En même temps qu' Indigènes , le film de Rachid Bouchareb, sort également le livre complémentaire "Noirs blanc beurs libérateurs de la France" (toutes les illus de cette notule en sont tirées)qui retrace notamment l'épopée de De Gaulle en Afrique du Nord et subsaharienne pour recruter des résistants. Le refoulé colonial refait doncune énième fois surface et même Chirac fait semblant de découvrir le problème des anciens combattants étrangers dont les pensions ont été gelées en 1959.

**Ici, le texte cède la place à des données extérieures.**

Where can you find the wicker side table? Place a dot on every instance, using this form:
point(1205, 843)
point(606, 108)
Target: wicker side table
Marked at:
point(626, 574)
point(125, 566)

C'est dans ces années-là et suivantes qu'une autre génération d'Indigènes, issue des mêmes colonies du Mahgreb et d'Afrique subsaharienne viendra grossir les effectifs de l'industrie française du bâtiment. Dans les années 1970, le groupe Bouygues a employé jusqu'à 88% d'immigrés sur ses chantiers. Francis Bouygues expliquait qu'ils n'étaient pas chers, peu qualifiés et n'hésitant pas à travailler douze à seize heures par jour pour pouvoir retourner rapidement au pays. ( voir quelques uns de ces propos sur le site de l'INA).

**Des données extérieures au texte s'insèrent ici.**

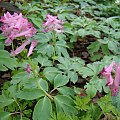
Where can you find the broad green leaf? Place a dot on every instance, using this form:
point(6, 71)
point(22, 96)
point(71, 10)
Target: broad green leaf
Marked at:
point(19, 77)
point(50, 73)
point(42, 109)
point(113, 46)
point(4, 115)
point(66, 91)
point(85, 71)
point(65, 63)
point(4, 58)
point(65, 104)
point(60, 80)
point(30, 94)
point(94, 47)
point(4, 101)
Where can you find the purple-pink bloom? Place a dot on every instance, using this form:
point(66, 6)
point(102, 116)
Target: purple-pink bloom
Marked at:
point(20, 49)
point(28, 69)
point(113, 83)
point(107, 73)
point(52, 23)
point(15, 26)
point(33, 44)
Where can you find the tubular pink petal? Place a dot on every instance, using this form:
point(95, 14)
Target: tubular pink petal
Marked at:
point(20, 49)
point(33, 44)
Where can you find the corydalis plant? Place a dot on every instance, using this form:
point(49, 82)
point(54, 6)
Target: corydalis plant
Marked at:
point(22, 47)
point(113, 83)
point(52, 23)
point(15, 26)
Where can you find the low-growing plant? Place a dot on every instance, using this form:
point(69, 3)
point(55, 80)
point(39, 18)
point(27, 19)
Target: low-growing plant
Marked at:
point(49, 79)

Le plus gros des maçons ne faisait rien d'autre que résumer la philosophie tacite du pays : lier cette immigration exclusivement au travail et donc à un accueil de type provisoire. Mais les foyers créés dans les années 195O, pour parquer la chair à truelle et effectuer plus aisément le contrôle social, sont devenus des résidences permanentes et la plupart de ces ouvriers ne sont jamais repartis, sans jamais être intégrés dans les structures ordinaires de la vie sociale.
C'est seulement aujourd'hui qu'on commence à mesurer les effets de cette nonchalance sur fond de retour du refoulé colonial : arrivés à l'âge de la retraite, isolés et avec peu de ressources, ces immigrés vont connaître un vieillissement plus dur que les nationaux (vous me direz c'est cohérent) : années de travail non déclaré, et périodes difficiles de chomage pour une main d'oeuvre vieillissante et usée, difficulté à constituer un dossier de retraite, absence de mutuelle complémentaire....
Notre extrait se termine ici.